Кельнер сказал, что в Лиссабоне нет широкой ночной жизни. Когда Шварц дал ему чаевые, он вспомнил, что есть одно заведение для избранных, русский ночной клуб.
— Очень элегантный, — добавил он.
— Нас впустят туда? — спросил я.
— Конечно. Я просто хотел сказать, что там есть элегантные женщины. Всех наций. Немки тоже.
— Долго ли бывает открыт клуб?
— Пока есть посетители. Теперь он всегда полон. Есть и немцы. Довольно много.
— Какие немцы?
— Просто немцы.
— С деньгами?
— Конечно, с деньгами, — кельнер засмеялся. — Ведь клуб не из дешевых. Но очень веселый. Скажите, что послал Мануэль, и вас больше ни о чем не спросят.
— А разве вообще нужно что-нибудь говорить?

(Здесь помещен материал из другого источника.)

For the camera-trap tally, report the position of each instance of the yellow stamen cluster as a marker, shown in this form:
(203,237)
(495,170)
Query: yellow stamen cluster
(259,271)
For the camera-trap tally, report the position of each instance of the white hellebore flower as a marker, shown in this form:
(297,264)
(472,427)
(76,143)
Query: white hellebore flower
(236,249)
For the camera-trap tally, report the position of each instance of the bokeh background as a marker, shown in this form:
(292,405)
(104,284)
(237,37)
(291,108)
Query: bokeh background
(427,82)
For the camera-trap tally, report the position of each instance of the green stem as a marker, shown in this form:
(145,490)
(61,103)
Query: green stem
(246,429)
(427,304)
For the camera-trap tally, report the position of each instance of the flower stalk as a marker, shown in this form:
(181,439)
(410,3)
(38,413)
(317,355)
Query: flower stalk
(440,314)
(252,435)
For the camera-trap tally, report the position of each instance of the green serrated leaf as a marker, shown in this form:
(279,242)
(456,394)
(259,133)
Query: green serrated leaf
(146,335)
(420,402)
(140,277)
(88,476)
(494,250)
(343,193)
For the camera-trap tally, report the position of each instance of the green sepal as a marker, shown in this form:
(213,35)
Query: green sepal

— Да, ничего! Просто портье запишет какое-нибудь вымышленное имя, и вы станете членами клуба. Пустая формальность.
— Хорошо.
Шварц заплатил по счету.
Мы шли по улице с лестницами, которые вели вниз. Палевые дома спали, прислонившись друг к другу. Из окон доносились вздохи, храп, дыхание людей, не знавших никаких забот о паспортах. Шаги отдавались яснее, чем днем.
— Электрический свет, — сказал Шварц. — Он вас тоже ошеломляет?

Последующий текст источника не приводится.